Moderne Motorsteuerungen übernehmen diese Aufgabe heute elektronisch – mit Sensoren, die Gemisch und Zündung dutzende Male pro Sekunde anpassen. Einen mechanischen Verteiler gibt es nicht mehr.

Mechanischer Vorschub
Vakuumvorschub

„Manifold Vacuum“ vs. „Ported Vacuum“

Über Jahrzehnte wurde die Unterdruckverstellung über vollen Saugrohrunterdruck gesteuert. Mit den aufkommenden Abgasvorschriften – noch vor Einführung der Katalysatoren – griff man jedoch zu einfachen Notlösungen, um Kohlenwasserstoffe und Stickoxide zu reduzieren. Eine davon war die sogenannte „Ported Spark“-Steuerung:
Die Unterdrucköffnung wurde oberhalb der Drosselklappe angeordnet, sodass im Leerlauf kein Unterdruck anlag. Damit blieb die Unterdruckverstellung im Leerlauf deaktiviert, der Zündzeitpunkt wurde künstlich verspätet. Viele dieser Motoren hatten zusätzlich einen sehr niedrigen statischen Zündzeitpunkt (4° oder weniger, teils sogar 2° nach OT).

Das sollte die Abgastemperaturen erhöhen, um mithilfe des AIR-Systems (sekundäre Luftzufuhr) unverbrannte Kohlenwasserstoffe im Abgas nachzuverbrennen. Das Ergebnis: schlechte Laufkultur, Hitzeprobleme im Leerlauf, sinkender Wirkungsgrad und hoher Kraftstoffverbrauch.

Um dennoch auf die gewohnte Gesamtverstellung von 34–36° zu kommen, erhielten diese Motoren eine stark erweiterte Fliehkraftverstellung – teilweise bis 34° allein aus dem Verteiler.

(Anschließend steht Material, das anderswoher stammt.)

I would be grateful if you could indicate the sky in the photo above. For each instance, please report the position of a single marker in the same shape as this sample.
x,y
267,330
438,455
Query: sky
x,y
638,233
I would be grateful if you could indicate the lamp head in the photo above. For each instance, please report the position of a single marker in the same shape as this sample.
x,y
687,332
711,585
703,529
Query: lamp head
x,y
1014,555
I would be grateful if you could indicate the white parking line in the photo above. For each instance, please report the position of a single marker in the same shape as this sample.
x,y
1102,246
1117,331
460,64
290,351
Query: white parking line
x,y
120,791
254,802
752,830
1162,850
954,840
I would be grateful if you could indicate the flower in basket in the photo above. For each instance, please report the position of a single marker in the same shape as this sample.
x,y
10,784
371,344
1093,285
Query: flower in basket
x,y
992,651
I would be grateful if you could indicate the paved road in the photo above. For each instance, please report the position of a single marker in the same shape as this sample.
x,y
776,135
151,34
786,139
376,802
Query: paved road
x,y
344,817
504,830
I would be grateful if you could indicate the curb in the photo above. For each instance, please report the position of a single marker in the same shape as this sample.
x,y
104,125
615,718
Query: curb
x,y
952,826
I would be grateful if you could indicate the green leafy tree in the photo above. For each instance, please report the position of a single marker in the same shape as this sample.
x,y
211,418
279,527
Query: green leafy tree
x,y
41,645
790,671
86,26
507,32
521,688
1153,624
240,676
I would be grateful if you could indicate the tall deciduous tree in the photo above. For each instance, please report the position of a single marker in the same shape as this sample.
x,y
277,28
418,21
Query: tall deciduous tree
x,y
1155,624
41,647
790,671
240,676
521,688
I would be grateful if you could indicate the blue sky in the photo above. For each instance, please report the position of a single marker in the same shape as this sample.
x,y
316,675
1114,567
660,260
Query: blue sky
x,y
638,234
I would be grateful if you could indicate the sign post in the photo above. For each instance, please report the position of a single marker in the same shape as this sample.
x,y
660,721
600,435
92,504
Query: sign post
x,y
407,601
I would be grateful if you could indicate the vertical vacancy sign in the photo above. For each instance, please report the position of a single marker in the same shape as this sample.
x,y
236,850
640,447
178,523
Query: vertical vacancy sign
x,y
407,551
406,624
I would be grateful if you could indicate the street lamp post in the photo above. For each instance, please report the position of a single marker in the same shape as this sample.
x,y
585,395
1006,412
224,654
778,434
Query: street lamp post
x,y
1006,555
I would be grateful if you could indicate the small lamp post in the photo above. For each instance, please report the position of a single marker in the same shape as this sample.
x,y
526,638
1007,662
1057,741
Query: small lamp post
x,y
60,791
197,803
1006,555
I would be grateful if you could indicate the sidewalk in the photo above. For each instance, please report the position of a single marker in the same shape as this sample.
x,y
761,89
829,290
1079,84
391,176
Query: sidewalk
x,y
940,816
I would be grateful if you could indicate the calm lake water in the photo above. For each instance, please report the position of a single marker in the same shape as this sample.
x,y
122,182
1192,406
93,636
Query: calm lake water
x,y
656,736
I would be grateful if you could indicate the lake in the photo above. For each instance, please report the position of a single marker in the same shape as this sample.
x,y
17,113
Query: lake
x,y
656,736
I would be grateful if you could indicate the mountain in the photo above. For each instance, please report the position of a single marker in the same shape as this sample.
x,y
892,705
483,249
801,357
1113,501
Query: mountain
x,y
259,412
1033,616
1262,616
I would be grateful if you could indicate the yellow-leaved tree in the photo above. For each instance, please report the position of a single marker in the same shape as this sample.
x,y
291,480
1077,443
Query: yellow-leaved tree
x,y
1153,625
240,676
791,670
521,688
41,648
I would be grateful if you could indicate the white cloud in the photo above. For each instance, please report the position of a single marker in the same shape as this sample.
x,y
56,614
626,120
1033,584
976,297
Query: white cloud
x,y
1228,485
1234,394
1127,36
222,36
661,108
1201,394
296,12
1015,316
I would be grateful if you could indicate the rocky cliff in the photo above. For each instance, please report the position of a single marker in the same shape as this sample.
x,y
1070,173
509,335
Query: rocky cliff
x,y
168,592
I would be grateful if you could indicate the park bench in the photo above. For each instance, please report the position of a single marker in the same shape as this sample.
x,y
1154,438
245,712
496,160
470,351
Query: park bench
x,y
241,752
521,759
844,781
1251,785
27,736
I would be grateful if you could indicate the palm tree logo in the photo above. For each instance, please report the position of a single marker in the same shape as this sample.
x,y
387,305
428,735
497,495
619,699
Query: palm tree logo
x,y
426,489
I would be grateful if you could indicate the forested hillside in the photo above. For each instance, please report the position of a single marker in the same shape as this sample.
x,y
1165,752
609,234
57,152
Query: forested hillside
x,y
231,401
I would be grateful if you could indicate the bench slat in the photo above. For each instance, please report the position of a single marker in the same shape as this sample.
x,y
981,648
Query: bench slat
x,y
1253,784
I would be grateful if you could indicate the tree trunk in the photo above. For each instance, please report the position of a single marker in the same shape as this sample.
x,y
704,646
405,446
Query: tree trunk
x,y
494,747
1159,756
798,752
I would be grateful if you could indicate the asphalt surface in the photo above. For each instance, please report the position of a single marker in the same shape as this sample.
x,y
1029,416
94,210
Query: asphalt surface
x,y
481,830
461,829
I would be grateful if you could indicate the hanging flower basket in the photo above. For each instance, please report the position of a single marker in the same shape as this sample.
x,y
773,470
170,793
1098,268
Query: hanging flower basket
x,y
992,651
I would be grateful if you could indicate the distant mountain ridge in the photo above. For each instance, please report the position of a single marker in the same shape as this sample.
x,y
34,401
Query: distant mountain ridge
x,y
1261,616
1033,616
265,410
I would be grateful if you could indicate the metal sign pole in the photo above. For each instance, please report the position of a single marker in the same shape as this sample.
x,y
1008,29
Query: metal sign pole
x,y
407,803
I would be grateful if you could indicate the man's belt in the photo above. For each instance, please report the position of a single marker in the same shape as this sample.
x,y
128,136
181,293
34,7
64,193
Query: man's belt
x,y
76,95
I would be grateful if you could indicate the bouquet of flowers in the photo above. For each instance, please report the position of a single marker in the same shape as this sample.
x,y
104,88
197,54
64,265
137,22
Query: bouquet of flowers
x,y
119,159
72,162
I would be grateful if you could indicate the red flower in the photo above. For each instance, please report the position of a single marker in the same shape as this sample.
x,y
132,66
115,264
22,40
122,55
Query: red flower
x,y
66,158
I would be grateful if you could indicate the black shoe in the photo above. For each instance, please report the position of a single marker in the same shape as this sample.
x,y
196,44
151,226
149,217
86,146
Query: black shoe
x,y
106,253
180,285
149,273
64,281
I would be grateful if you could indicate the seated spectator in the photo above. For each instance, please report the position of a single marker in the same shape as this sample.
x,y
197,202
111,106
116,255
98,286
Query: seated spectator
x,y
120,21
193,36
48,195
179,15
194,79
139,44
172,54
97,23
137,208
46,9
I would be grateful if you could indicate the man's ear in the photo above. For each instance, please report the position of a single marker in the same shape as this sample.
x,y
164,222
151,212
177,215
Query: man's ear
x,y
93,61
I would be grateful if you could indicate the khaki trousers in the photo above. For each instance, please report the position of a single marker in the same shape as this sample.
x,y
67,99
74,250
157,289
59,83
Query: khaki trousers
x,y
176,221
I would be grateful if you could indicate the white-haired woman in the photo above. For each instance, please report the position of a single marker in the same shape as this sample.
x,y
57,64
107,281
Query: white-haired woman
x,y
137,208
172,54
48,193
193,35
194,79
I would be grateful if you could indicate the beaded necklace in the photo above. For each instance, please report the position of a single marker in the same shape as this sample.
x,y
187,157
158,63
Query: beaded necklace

Die Unterdruckverstellung funktionierte bei konstanter Fahrt (mageres Gemisch = geringe Emissionen) zwar weiterhin, blieb im Leerlauf jedoch inaktiv. „Ported Vacuum“ war somit nichts anderes als eine emissionsbedingte Übergangslösung der Vor-Katalysator-Ära.

Hochglanzverteiler ohne Unterdruckdose

„Billet-Verteiler“ ohne Unterdruckverstellung, wie sie in Katalogen von Summit oder Jeg’s beworben werden, sind für Straßenfahrzeuge ungeeignet.

Sie stammen aus dem Rennsport, wo Motoren dauerhaft mit fettem Gemisch, Volllast und hoher Drehzahl laufen – dort ist keine Anpassung an wechselnde Betriebszustände nötig. Im Straßenbetrieb führt das Fehlen der Unterdruckverstellung dagegen zu Nachteilen: schlechtere Gasannahme, höhere Temperaturen im Leerlauf, geringere Effizienz und höherer Verbrauch.

Viele glauben, eine Unterdruckverstellung sei überflüssig – meist, weil sie deren Funktion nicht verstehen. Dieses Missverständnis ist selbst unter erfahrenen Mechanikern weit verbreitet.

Kalibrierung der Unterdruckverstellung

Serien– und Tuningmotoren unterscheiden sich hier deutlich.

Viele Serien-Unterdruckdosen erreichen ihre volle Wirkung erst bei etwa 15 Zoll Hg Unterdruck. Bei Motoren mit scharfer Nockenwelle und geringerem Leerlaufunterdruck funktioniert das schlecht: Die Dose „zittert“, reagiert auf kleinste Druckänderungen und sorgt für instabilen Leerlauf.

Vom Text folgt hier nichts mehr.